By managing his schedule and environment in a proactive way, arming himself with new insights, goals, and tools, his overall stress levels began to plummet. Creating the space he needed to allow his general performance and life enjoyment to skyrocket. Then came the details.
Stress comes in many forms, from the high energy intensity of getting into an argument, to the dull exhaustion of go, go, go. Sometimes we would do anything to shut off our minds and the ideas racing through it. Other times we would give all we had for just one idea. Different types of stresses require different tools to help recalibrate us back to our optimal state.
During our weekly training sessions Jim would come to me in a variety of physical and mental states. Based on his energy levels and schedule we used his sessions to distress, re-energize, and refocus. One day he might come in fired up and frustrated by an altercation with an employee. So we took to a high intensity boxing workout that burned through the frustration. Then we refocused with some breath work and stretching. With each session we filled his personal tool bag with specific techniques and workouts so he could reboot on his own.

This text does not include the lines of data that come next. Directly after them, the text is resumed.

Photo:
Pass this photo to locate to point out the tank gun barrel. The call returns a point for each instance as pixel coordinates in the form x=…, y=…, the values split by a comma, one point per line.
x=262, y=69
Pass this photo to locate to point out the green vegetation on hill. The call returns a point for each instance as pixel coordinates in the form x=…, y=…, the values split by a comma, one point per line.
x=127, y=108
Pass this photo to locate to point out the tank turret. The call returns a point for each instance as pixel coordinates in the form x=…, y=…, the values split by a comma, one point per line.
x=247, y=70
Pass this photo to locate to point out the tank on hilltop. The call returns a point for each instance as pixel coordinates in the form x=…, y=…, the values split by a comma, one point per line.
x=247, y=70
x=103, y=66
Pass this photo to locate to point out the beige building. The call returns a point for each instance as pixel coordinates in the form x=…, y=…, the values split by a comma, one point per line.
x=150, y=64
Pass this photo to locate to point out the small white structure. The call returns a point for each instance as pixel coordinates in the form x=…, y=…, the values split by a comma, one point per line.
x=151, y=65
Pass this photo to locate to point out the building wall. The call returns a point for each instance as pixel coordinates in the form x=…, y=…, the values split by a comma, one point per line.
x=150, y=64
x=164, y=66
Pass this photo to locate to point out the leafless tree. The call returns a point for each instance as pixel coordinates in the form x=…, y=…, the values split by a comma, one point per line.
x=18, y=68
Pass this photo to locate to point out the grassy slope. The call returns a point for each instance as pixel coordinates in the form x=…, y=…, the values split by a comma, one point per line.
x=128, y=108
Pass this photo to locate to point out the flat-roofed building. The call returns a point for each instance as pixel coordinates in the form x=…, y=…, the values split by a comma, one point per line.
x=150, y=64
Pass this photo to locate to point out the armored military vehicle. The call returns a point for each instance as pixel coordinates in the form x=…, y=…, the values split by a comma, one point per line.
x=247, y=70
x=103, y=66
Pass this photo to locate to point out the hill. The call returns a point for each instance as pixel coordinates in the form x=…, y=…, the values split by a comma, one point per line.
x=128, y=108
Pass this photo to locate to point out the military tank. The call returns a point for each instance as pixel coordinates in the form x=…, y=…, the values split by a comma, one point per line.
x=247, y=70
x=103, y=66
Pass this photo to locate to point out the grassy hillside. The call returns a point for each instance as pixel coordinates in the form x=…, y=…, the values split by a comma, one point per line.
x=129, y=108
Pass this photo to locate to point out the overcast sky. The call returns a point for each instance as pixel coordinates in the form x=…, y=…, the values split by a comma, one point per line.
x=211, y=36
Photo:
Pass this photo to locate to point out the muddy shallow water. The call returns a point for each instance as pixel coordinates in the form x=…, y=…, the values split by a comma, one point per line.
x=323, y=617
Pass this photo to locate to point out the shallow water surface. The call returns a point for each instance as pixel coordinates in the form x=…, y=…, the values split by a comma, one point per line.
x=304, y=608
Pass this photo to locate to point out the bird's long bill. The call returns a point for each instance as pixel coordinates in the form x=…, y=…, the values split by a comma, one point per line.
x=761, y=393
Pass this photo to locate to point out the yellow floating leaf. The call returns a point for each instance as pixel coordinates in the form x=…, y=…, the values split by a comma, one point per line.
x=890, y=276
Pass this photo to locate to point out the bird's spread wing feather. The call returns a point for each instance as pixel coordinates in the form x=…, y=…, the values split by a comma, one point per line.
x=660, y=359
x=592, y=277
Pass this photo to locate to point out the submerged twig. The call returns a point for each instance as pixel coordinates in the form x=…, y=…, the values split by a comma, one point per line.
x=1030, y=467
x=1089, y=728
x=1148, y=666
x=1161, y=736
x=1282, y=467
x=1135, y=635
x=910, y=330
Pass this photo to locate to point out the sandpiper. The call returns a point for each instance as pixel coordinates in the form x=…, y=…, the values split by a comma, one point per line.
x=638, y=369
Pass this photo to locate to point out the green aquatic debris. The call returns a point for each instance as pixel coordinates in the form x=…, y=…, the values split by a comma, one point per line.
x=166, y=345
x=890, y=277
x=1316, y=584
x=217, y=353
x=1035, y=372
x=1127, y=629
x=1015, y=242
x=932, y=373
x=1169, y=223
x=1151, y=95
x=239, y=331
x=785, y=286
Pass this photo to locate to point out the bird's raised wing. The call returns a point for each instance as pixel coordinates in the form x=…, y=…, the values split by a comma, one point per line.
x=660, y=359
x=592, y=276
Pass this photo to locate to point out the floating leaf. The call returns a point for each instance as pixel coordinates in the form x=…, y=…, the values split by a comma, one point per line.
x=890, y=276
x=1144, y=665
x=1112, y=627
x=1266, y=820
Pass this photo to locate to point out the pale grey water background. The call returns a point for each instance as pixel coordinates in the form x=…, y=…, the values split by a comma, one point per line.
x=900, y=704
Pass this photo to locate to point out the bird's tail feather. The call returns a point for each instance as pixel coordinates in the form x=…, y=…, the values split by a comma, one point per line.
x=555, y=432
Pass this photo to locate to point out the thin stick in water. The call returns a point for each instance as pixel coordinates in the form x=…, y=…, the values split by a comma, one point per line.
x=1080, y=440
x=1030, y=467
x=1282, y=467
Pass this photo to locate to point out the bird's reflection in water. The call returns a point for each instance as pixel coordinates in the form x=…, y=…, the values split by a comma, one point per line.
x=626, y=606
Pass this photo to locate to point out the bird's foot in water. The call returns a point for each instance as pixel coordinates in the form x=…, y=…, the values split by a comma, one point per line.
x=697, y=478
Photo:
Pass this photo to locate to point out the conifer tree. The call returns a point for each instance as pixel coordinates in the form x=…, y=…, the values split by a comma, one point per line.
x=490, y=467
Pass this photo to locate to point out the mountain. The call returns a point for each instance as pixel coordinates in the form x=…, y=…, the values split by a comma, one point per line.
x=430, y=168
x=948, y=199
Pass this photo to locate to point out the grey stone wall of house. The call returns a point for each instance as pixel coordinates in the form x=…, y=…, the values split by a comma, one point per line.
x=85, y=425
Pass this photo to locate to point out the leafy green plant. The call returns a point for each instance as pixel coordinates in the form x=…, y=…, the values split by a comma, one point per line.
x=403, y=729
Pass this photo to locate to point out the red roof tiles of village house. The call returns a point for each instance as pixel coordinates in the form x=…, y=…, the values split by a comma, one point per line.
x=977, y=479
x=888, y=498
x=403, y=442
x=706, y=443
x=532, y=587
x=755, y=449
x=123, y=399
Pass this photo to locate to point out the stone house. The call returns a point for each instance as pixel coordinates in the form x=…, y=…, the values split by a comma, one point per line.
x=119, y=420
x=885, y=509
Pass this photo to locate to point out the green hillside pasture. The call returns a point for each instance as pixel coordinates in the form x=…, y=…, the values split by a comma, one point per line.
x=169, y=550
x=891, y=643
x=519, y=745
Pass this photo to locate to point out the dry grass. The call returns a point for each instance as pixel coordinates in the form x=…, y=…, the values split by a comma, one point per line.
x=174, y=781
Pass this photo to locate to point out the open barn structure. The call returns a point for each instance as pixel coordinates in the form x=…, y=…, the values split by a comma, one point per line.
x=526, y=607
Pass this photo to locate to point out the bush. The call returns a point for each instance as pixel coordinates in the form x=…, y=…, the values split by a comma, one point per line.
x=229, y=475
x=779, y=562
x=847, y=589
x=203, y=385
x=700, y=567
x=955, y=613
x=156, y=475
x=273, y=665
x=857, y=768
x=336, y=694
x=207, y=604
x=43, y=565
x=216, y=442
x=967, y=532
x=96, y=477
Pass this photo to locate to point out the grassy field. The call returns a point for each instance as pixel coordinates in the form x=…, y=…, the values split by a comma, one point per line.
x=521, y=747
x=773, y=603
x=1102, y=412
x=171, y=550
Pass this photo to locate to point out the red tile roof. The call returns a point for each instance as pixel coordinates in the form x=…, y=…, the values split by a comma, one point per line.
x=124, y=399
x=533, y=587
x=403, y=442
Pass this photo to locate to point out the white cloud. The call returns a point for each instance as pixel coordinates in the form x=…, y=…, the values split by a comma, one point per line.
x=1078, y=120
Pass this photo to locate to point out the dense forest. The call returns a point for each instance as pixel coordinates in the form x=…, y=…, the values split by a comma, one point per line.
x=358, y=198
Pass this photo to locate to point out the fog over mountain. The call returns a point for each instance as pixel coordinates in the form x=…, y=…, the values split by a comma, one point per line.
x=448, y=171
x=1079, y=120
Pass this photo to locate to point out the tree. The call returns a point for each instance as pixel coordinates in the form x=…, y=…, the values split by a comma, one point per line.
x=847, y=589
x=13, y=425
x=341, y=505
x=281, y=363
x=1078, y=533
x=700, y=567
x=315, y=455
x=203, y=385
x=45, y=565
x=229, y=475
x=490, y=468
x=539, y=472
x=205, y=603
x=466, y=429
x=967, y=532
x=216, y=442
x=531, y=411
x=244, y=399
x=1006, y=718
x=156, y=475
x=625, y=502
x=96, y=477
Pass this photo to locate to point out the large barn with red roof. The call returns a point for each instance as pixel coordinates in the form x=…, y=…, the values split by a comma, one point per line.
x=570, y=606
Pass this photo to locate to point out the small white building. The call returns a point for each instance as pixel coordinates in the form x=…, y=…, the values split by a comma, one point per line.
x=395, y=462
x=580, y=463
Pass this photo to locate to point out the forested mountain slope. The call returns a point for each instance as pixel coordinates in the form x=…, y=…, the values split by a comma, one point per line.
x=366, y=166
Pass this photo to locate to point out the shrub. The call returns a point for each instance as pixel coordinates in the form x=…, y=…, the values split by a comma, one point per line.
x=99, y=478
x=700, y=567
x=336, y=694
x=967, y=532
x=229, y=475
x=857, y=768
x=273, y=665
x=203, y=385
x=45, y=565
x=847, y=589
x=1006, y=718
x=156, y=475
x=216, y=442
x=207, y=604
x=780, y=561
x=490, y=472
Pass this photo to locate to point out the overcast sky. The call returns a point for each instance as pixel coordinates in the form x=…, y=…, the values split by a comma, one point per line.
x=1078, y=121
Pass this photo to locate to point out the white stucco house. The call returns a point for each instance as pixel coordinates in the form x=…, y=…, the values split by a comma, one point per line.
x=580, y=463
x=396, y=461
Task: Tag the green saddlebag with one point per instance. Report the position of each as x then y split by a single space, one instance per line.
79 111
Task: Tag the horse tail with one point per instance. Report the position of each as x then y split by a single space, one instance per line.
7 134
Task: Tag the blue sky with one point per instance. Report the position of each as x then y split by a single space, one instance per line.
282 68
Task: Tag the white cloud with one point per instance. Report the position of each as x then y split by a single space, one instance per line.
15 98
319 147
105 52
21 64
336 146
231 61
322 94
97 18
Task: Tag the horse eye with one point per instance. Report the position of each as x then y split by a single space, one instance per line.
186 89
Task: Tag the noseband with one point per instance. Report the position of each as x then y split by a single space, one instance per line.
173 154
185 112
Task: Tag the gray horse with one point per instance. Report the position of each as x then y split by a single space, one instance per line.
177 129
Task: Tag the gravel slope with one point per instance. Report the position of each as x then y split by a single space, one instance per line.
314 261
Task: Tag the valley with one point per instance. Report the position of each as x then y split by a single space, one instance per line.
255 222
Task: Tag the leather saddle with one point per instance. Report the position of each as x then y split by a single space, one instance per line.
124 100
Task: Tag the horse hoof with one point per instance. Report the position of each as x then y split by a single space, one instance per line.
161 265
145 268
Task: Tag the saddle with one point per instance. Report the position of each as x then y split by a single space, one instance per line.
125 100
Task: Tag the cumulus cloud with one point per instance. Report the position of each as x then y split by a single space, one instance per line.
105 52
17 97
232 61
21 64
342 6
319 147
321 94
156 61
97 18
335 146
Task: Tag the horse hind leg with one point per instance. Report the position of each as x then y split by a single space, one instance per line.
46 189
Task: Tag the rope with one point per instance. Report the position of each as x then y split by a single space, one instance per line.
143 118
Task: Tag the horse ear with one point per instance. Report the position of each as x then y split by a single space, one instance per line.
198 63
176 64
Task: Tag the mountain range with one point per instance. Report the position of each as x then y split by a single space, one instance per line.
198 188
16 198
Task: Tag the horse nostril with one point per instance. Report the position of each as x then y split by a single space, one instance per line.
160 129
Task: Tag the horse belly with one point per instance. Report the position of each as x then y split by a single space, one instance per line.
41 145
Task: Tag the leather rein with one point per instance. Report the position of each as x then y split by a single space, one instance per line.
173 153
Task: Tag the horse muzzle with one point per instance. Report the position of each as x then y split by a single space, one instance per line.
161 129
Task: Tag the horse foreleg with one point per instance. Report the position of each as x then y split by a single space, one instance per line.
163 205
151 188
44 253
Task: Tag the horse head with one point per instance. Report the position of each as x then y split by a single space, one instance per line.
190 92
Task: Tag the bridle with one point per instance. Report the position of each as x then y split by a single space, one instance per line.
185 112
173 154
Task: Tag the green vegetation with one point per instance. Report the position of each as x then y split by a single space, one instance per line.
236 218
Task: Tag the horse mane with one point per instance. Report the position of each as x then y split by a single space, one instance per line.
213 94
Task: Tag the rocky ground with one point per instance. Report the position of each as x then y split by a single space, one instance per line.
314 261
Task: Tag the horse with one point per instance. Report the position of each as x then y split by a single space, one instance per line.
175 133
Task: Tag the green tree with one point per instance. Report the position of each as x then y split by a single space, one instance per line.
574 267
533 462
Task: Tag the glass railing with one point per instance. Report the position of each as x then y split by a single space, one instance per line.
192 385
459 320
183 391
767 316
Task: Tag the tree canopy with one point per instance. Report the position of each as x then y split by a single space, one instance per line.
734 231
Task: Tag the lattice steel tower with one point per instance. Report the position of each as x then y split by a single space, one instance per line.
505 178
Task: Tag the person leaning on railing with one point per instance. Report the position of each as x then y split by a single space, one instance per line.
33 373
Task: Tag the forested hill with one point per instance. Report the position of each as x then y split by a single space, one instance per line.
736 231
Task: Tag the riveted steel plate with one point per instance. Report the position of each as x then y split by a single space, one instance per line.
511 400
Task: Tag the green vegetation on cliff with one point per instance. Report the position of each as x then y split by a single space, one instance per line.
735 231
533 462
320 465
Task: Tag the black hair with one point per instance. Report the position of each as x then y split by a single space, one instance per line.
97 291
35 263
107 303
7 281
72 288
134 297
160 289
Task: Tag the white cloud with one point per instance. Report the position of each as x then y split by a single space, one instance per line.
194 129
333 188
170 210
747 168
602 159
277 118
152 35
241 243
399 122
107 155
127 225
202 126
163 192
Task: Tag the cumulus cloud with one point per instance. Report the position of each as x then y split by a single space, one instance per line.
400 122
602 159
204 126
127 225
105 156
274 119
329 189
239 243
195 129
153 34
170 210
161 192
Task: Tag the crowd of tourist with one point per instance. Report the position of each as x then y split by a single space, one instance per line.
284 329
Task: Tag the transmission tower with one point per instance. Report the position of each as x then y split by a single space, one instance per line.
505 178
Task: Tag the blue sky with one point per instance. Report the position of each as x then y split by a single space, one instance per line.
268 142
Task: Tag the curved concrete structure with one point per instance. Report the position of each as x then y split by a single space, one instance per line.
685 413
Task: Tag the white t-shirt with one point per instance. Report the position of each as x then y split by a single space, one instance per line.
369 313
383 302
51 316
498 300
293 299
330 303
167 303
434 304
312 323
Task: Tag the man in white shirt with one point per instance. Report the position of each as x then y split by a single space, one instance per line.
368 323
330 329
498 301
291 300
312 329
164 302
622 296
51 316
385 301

On the road, exhausted from too many plane trips and not enough sleep, Jim began using tempo cardio workouts and a series of lower back release techniques in his hotel room to get his mind and body back where it needed to be. He began using red lights and checkout lines as reminders to check his breathing and stress level. He continues to play with evening rituals to maximize what sleep he does get and simplifying his morning routine.
One Size Does Not Fit All
There is no one size fits all approach to stress reduction and management. However, I encourage you to take the following steps:
- decided to be proactive with the stress in your life
- create mindful expectations for you life
- manage your weekly flow by starting to say “No”
- identify the major diet, sleep, and social stressors in your life and work on reducing one of them
- remember it is an ongoing process of refinement, seek out specific tools for specific problems
Train Smart – Live Well – Play Often
Hank DeGroat CSCS LMT
*Jim’s name has been changed and is a composite of a typical midlife professional or parent I commonly work with.